The goal of this project is to practise unsupervised learning using Uber data. Our aim is to create clusters of Uber pick-ups for April 2014 data. Additionally, we implement the same models using September 2014 data to be able to compare our results with other groups.
A dataset of 564516 rows and 5 columns containing longitude, latitude, date and base information of Uber pick-ups in April 2014.
We created a hour and a weekday column for our EDA and dropped the date/time column. We first lokked into hourly and daily distribution of pick-ups. For our analysis, we split the times of the day into morning, afternoon, evening and night and plottes the distribution of pick-ups according to the time of the day and also according to the base.
We used the following models :
-K-means Clustering : K-means algorithm clusters data by separating samples in a given number of groups of equal variance. We first identified the number of clusters using Kelbow visualizer and then clustered tha data accordingly.
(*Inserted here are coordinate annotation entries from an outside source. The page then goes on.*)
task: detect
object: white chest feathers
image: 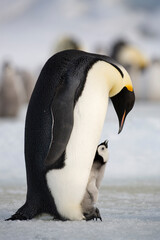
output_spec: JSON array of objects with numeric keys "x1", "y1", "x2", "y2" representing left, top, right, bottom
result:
[{"x1": 46, "y1": 63, "x2": 108, "y2": 220}]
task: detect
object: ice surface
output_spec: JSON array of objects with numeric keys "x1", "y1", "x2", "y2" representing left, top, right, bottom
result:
[
  {"x1": 0, "y1": 181, "x2": 160, "y2": 240},
  {"x1": 0, "y1": 102, "x2": 160, "y2": 240}
]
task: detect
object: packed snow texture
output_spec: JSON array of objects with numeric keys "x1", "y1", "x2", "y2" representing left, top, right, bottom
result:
[{"x1": 0, "y1": 103, "x2": 160, "y2": 240}]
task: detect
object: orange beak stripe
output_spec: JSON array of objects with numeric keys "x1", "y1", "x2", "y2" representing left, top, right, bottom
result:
[{"x1": 121, "y1": 110, "x2": 126, "y2": 128}]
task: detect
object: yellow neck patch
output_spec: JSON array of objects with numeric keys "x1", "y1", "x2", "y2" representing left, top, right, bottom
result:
[{"x1": 125, "y1": 85, "x2": 133, "y2": 92}]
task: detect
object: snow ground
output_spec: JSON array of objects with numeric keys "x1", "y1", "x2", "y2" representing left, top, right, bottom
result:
[{"x1": 0, "y1": 102, "x2": 160, "y2": 240}]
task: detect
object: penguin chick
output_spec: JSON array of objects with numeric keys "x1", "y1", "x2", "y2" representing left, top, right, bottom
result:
[{"x1": 81, "y1": 140, "x2": 109, "y2": 221}]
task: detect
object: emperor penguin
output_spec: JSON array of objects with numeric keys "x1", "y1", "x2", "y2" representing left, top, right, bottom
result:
[
  {"x1": 9, "y1": 50, "x2": 135, "y2": 220},
  {"x1": 81, "y1": 140, "x2": 109, "y2": 221}
]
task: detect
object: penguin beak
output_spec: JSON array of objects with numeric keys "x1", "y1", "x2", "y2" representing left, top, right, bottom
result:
[
  {"x1": 118, "y1": 110, "x2": 126, "y2": 134},
  {"x1": 111, "y1": 87, "x2": 135, "y2": 133},
  {"x1": 104, "y1": 140, "x2": 108, "y2": 148}
]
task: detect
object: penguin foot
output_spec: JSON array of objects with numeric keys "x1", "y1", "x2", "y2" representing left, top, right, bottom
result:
[
  {"x1": 5, "y1": 204, "x2": 38, "y2": 221},
  {"x1": 84, "y1": 208, "x2": 102, "y2": 221}
]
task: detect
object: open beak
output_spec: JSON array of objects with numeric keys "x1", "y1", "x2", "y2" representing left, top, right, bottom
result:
[
  {"x1": 104, "y1": 140, "x2": 108, "y2": 148},
  {"x1": 118, "y1": 110, "x2": 126, "y2": 134}
]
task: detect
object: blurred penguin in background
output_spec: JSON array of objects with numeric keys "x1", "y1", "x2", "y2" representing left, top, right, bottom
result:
[
  {"x1": 110, "y1": 40, "x2": 149, "y2": 99},
  {"x1": 142, "y1": 58, "x2": 160, "y2": 101},
  {"x1": 0, "y1": 62, "x2": 21, "y2": 117},
  {"x1": 54, "y1": 36, "x2": 82, "y2": 52}
]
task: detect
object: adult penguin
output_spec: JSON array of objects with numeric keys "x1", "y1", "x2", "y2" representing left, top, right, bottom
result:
[{"x1": 9, "y1": 50, "x2": 135, "y2": 220}]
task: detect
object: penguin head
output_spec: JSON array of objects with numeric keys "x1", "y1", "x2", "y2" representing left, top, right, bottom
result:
[
  {"x1": 109, "y1": 66, "x2": 135, "y2": 133},
  {"x1": 94, "y1": 140, "x2": 108, "y2": 164}
]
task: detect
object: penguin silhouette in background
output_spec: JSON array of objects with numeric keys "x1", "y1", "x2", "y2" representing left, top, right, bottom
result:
[
  {"x1": 0, "y1": 62, "x2": 21, "y2": 117},
  {"x1": 81, "y1": 140, "x2": 109, "y2": 221},
  {"x1": 8, "y1": 50, "x2": 135, "y2": 220}
]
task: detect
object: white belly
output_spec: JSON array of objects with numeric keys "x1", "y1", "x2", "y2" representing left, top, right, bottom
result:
[{"x1": 46, "y1": 63, "x2": 108, "y2": 220}]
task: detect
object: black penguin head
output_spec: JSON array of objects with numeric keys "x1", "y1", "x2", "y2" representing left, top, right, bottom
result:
[
  {"x1": 94, "y1": 140, "x2": 108, "y2": 164},
  {"x1": 111, "y1": 87, "x2": 135, "y2": 133}
]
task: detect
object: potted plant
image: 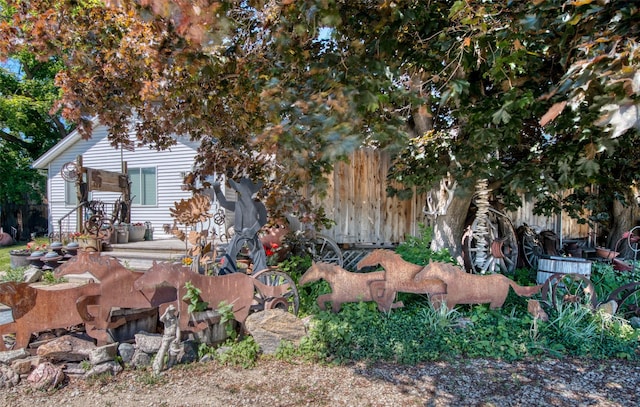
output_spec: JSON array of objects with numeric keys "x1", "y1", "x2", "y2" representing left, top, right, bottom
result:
[
  {"x1": 9, "y1": 249, "x2": 31, "y2": 269},
  {"x1": 129, "y1": 222, "x2": 147, "y2": 242}
]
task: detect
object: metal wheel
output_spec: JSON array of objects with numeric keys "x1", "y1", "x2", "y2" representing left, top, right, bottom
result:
[
  {"x1": 308, "y1": 235, "x2": 344, "y2": 267},
  {"x1": 462, "y1": 208, "x2": 518, "y2": 274},
  {"x1": 60, "y1": 161, "x2": 80, "y2": 182},
  {"x1": 541, "y1": 273, "x2": 598, "y2": 309},
  {"x1": 84, "y1": 215, "x2": 103, "y2": 236},
  {"x1": 627, "y1": 226, "x2": 640, "y2": 255},
  {"x1": 251, "y1": 269, "x2": 300, "y2": 315},
  {"x1": 520, "y1": 226, "x2": 544, "y2": 270},
  {"x1": 607, "y1": 281, "x2": 640, "y2": 320},
  {"x1": 98, "y1": 219, "x2": 115, "y2": 242}
]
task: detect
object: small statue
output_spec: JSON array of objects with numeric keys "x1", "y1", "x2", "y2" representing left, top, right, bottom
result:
[
  {"x1": 213, "y1": 177, "x2": 267, "y2": 275},
  {"x1": 153, "y1": 304, "x2": 180, "y2": 374}
]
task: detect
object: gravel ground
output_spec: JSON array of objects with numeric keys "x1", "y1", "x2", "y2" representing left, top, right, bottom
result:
[{"x1": 0, "y1": 359, "x2": 640, "y2": 407}]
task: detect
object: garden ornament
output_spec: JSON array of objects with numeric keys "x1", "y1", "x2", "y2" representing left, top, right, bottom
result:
[
  {"x1": 356, "y1": 249, "x2": 447, "y2": 311},
  {"x1": 54, "y1": 251, "x2": 177, "y2": 345},
  {"x1": 134, "y1": 261, "x2": 254, "y2": 332},
  {"x1": 0, "y1": 282, "x2": 100, "y2": 351},
  {"x1": 415, "y1": 261, "x2": 542, "y2": 309},
  {"x1": 299, "y1": 262, "x2": 390, "y2": 312},
  {"x1": 153, "y1": 304, "x2": 180, "y2": 374},
  {"x1": 213, "y1": 177, "x2": 267, "y2": 274}
]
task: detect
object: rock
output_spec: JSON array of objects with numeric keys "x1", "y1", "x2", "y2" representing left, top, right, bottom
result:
[
  {"x1": 135, "y1": 332, "x2": 162, "y2": 353},
  {"x1": 176, "y1": 341, "x2": 198, "y2": 364},
  {"x1": 11, "y1": 356, "x2": 41, "y2": 375},
  {"x1": 27, "y1": 362, "x2": 65, "y2": 391},
  {"x1": 118, "y1": 342, "x2": 136, "y2": 364},
  {"x1": 89, "y1": 343, "x2": 118, "y2": 366},
  {"x1": 24, "y1": 266, "x2": 43, "y2": 284},
  {"x1": 37, "y1": 335, "x2": 96, "y2": 362},
  {"x1": 0, "y1": 365, "x2": 20, "y2": 389},
  {"x1": 245, "y1": 309, "x2": 307, "y2": 354},
  {"x1": 0, "y1": 348, "x2": 31, "y2": 364},
  {"x1": 131, "y1": 349, "x2": 151, "y2": 367},
  {"x1": 63, "y1": 363, "x2": 87, "y2": 376},
  {"x1": 84, "y1": 361, "x2": 122, "y2": 379}
]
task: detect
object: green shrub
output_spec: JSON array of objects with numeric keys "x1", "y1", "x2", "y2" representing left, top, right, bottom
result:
[
  {"x1": 215, "y1": 336, "x2": 260, "y2": 369},
  {"x1": 396, "y1": 223, "x2": 456, "y2": 265},
  {"x1": 0, "y1": 267, "x2": 26, "y2": 283}
]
-DBSCAN : expands clusters starting from samples with similar density. It does not require a specific cluster number to be given.
-OPTICS : works similarly to DBSCAN, more suitable for larger datasets.
-Agglomerative Clustering : each observation starts in its own cluster, and clusters are successively merged together, requires cluster number.
We obtained the best results with DBSCAN and showed these data on a folium map.
Our repo is organised as follows:
Data: Original and cleaned datasets in CSV format (April and September)
Code: Data preparation and Model Implementation
Images: The images of the plots we obtained usign different methods of clustering and folium map.